The invention provides a kind of screening technique of incident data and device, wherein method mainly includes:Build denoising summary table, combination vocabulary and reverse vocabulary;According to denoising summary table, combination one or more of vocabulary and reverse vocabulary, the accident related data collecting is screened.The present invention passes through natural language analysis, is that the structure of accident key word vocabulary provides foundation.For ensureing the accuracy rate of data, the present invention realizes the screening of incident data using many vocabularys.Around the comprehensive of data and accuracy, the present invention also applies precision ratio and recall ratio to carry out quantitative evaluation to each vocabulary performance, is that the renewal of vocabulary provides foundation.

Description

A kind of screening technique of incident data and device
Technical field
The present invention relates to the screening technique of computer technology application field, more particularly, to incident data and device.
Background technology
Currently, the whole world enters the accident high-incidence season, and all kinds of accidents frequently occur, and the life giving people and property are pacified Entirely cause grave danger.In the face of accident, fast and effectively Emergency decision, play vital work to reducing loss With.And historical incident experiences and lessons have important reference value to the formulation of Emergency decision, for this reason, it is necessary to prominent The data of the event of sending out is collected and studies.Additionally, historical incident research and analyse the prevention to accident, prediction Have great importance.

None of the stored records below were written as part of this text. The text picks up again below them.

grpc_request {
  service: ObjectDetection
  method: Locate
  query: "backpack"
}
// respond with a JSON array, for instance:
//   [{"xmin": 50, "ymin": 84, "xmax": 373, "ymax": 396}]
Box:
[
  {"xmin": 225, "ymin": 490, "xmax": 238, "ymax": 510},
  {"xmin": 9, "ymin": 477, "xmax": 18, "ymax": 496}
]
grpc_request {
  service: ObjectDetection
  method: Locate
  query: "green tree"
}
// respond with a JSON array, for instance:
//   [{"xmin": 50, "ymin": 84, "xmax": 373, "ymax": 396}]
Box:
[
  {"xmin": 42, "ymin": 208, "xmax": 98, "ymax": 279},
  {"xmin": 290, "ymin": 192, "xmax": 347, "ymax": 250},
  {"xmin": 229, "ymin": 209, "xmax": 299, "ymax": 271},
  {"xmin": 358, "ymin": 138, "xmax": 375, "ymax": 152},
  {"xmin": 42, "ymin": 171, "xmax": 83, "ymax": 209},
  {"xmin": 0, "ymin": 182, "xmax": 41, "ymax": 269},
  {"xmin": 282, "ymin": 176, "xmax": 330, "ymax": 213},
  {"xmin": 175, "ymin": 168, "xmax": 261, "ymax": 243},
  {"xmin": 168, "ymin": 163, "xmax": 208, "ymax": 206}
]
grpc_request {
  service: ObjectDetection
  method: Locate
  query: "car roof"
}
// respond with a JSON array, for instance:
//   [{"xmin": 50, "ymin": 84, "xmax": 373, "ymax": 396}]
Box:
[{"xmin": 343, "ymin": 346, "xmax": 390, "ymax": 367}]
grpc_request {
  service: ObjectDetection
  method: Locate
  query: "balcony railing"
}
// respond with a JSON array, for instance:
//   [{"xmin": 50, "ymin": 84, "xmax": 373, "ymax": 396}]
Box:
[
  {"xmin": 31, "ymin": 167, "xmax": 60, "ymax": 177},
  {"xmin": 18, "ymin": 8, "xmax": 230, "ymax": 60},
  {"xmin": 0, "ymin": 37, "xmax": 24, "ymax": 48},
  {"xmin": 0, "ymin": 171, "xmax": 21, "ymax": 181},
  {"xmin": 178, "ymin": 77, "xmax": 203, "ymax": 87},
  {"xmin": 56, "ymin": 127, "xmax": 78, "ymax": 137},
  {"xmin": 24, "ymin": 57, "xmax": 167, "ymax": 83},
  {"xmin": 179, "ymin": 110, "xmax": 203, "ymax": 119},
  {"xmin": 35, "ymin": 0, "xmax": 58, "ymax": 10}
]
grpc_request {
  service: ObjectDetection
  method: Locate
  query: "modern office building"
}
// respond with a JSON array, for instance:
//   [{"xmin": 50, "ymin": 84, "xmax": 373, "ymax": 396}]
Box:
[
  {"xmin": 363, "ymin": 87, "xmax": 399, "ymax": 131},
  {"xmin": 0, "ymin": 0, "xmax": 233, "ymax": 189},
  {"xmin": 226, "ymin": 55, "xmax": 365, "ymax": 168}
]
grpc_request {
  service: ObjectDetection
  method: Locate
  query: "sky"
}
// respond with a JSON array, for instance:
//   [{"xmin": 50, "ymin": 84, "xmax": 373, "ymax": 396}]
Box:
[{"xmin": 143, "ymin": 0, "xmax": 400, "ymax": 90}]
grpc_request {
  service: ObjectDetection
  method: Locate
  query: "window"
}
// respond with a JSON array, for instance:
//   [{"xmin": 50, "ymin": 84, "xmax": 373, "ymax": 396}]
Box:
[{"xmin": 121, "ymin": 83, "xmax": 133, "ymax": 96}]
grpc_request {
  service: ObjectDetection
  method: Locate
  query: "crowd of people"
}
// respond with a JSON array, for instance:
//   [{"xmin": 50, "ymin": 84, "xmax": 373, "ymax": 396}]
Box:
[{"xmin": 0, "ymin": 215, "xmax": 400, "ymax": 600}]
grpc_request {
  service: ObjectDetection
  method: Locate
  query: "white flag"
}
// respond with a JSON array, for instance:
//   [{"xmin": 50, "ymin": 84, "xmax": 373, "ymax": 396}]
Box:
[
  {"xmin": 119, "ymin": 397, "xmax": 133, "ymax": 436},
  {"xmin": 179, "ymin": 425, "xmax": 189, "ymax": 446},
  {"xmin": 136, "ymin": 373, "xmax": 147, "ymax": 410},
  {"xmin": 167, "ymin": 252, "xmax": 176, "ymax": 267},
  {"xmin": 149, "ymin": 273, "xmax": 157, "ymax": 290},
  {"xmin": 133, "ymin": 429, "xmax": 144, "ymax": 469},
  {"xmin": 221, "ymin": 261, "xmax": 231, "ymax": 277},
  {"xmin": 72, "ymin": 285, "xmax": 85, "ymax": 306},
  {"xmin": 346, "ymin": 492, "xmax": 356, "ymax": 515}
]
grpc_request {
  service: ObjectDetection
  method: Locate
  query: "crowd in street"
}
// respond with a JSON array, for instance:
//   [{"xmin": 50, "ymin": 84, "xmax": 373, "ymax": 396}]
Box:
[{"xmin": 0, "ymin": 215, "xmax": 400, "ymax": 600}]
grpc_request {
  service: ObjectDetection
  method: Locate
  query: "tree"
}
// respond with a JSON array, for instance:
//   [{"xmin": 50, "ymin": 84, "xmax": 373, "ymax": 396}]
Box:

However, continuing to bring out with the Web information issuance mode such as microblogging, social networkies, the species of data and scale are just It is constantly increasing at an unprecedented rate and accumulates, the collection of accident related data is faced with stern challenge.Currently During incident data is collected, how carry out the screening of incident data using single key word, its accuracy is past Toward barely satisfactory, contain substantial amounts of uncorrelated data in result data so that the workload ratio of manual intervention is larger, also give simultaneously Researching and analysing of incident data brings very big inconvenience.
Content of the invention
In view of above-mentioned analysis, the present invention is intended to provide a kind of screening technique of incident data and device, by many Vocabulary is applied, and solves the problems, such as incident data screening in existing network data acquisition.
The purpose of the present invention is mainly achieved through the following technical solutions:
The invention provides a kind of screening technique of incident data, including:
Build denoising summary table, combination vocabulary and reverse vocabulary;
According to one or more of described denoising summary table, described combination vocabulary and described reverse vocabulary, to collecting Accident related data screened.
Further, the process building denoising summary table, combination vocabulary and reverse vocabulary specifically includes:
Using natural language analysis technology, pretreatment is carried out to data, analyzed by quasi- denoising word, realize basic denoising total Table and the structure of denoising summary table;
Based on described denoising summary table, using natural language analysis technology, pretreatment is carried out to data, by the noun obtaining and Verb and described denoising summary table carry out Co-occurrence Analysis, select to realize the structure of combination vocabulary by portmanteau word;
Based on described combination vocabulary, using natural language analysis technology, pretreatment is carried out to data, analyzed by reverse word Realize the structure of reverse vocabulary.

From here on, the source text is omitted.